El gobernador de Antioquia, Andrés Julián Rendón, y el alcalde de Medellín, Federico “Fico” Gutiérrez, protagonizan un nuevo enfrentamiento con el presidente Gustavo Petro por las obras pendientes en el departamento, especialmente en la zona de Urabá. Según los mandatarios locales, Petro ha fallado en cumplir sus promesas de inversión y ha dejado a Antioquia “tirada”, argumentando que las intervenciones más urgentes han sido asumidas por la Gobernación y la Alcaldía, sin apoyo real del Gobierno nacional.
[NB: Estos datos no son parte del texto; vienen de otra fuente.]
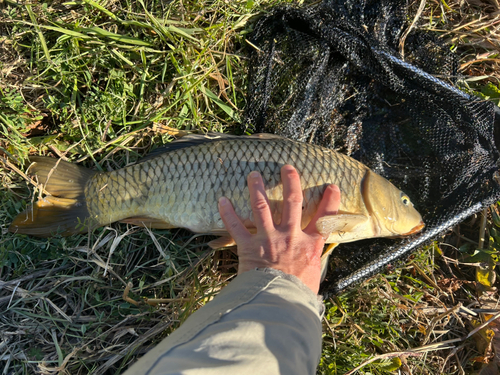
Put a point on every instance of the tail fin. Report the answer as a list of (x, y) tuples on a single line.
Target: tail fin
[(65, 210)]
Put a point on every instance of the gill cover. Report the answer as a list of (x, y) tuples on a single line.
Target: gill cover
[(392, 212)]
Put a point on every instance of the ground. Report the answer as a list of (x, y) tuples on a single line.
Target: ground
[(101, 83)]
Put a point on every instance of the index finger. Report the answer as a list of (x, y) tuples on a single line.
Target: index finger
[(292, 198), (262, 217)]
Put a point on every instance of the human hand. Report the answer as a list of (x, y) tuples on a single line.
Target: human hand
[(286, 246)]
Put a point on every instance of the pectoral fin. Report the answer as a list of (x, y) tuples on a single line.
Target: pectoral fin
[(149, 222), (327, 225)]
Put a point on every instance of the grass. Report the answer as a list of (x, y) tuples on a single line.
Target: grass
[(101, 83)]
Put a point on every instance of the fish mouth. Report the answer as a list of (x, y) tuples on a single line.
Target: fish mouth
[(415, 229)]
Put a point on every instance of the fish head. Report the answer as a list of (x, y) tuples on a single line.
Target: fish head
[(391, 209)]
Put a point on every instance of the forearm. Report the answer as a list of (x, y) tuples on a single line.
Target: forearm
[(263, 322)]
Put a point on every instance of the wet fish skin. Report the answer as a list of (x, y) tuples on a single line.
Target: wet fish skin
[(181, 188)]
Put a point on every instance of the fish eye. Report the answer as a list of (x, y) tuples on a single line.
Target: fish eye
[(405, 199)]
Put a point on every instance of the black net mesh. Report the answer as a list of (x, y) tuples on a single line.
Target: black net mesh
[(333, 74)]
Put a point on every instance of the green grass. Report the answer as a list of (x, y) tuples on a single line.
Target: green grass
[(101, 83)]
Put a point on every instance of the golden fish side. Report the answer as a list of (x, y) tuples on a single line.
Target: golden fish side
[(180, 187)]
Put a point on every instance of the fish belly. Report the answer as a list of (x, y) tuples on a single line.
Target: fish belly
[(181, 188)]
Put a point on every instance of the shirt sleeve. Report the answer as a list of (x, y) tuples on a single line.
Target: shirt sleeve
[(263, 322)]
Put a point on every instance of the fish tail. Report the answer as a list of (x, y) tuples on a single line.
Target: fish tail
[(64, 211)]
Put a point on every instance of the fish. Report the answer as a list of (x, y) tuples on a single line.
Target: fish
[(178, 186)]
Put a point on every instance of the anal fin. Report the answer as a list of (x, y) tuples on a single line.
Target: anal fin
[(324, 259), (222, 242)]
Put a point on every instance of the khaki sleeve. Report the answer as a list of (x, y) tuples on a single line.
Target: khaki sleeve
[(263, 322)]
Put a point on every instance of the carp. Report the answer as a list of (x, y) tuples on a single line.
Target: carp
[(179, 185)]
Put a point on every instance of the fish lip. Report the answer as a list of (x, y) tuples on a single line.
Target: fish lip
[(415, 229)]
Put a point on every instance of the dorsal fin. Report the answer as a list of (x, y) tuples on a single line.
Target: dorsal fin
[(199, 139)]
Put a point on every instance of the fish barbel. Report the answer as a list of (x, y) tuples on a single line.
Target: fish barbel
[(179, 186)]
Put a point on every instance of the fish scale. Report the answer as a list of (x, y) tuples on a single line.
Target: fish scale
[(197, 176), (179, 186)]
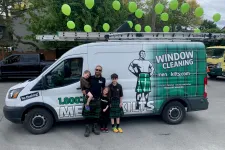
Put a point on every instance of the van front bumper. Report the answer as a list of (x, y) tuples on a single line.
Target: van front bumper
[(197, 104), (13, 114)]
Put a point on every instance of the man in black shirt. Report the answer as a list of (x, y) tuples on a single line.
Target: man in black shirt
[(97, 84)]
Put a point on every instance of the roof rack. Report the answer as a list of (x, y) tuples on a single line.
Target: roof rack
[(112, 36)]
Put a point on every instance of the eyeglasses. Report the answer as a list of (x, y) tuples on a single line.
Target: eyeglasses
[(98, 70)]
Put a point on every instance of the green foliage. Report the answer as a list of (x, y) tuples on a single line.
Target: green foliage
[(48, 18), (207, 24)]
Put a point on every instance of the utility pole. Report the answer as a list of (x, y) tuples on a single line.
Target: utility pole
[(153, 15)]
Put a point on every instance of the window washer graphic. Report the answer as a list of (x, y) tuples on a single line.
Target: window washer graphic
[(143, 70)]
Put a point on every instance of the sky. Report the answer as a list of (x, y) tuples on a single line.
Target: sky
[(211, 7)]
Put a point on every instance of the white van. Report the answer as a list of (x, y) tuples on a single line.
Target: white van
[(158, 78)]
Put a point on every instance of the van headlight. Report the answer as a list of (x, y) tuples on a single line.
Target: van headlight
[(218, 65), (14, 93)]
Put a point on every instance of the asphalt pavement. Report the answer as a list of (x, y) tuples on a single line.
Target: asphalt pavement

Rendón destacó que la ejecución de proyectos como el Túnel del Toyo 1, casi terminando, y el Túnel del Toyo 2, con un avance del 60 %, ha sido impulsada con recursos locales, cuando considera que correspondería al Estado nacional asumir esa responsabilidad. Además, el gobernador aseguró que sus paisanos de Urabá están decepcionados con Petro, pues —asegura— el Presidente “les prometió el cielo y la luna y no les cumplió”.
Por su parte, Gutiérrez sostuvo que el Gobierno central ha ignorado proyectos vitales para la región, como la vía al mar y el acueducto del eje bananero, pese a que fueron anunciados en su momento por Petro. Criticó además que Petro plantea falsos dilemas entre la construcción de vías o soluciones de agua, argumentando que en sus años de mandato “no hizo ni lo uno ni lo otro”.
Los líderes locales respondieron con dureza a las declaraciones del Presidente y acusaron su administración de “indisponer y sembrar cizaña”, en lugar de pactar soluciones reales para Antioquia. Según Gutiérrez, el Gobierno ha respondido con “insultos y recortes presupuestales” en lugar de respaldo financiero para avanzar en los proyectos que considera estratégicos para el departamento.
En el trasfondo, también se vislumbra una disputa política más amplia: Rendón ha advertido de un retorno de la “violencia política” y la “incitación al odio” por parte del Ejecutivo, sugiriendo que quienes no comparten su línea de pensamiento corren riesgo de persecución o ataques institucionales.
Asimismo, ambos han enfatizado que el progreso de Antioquia no se da gracias al gobierno de Petro, sino “a pesar de él”: según Rendón, su administración ha tenido que asumir cargas que deberían ser nacionales para sacar adelante infraestructuras clave.
En conjunto, este nuevo choque evidencia una fractura creciente entre el Ejecutivo nacional y las autoridades locales antioqueñas, con críticas sobre representatividad, cumplimiento de compromisos e inversión real en la región por parte del presidente Petro.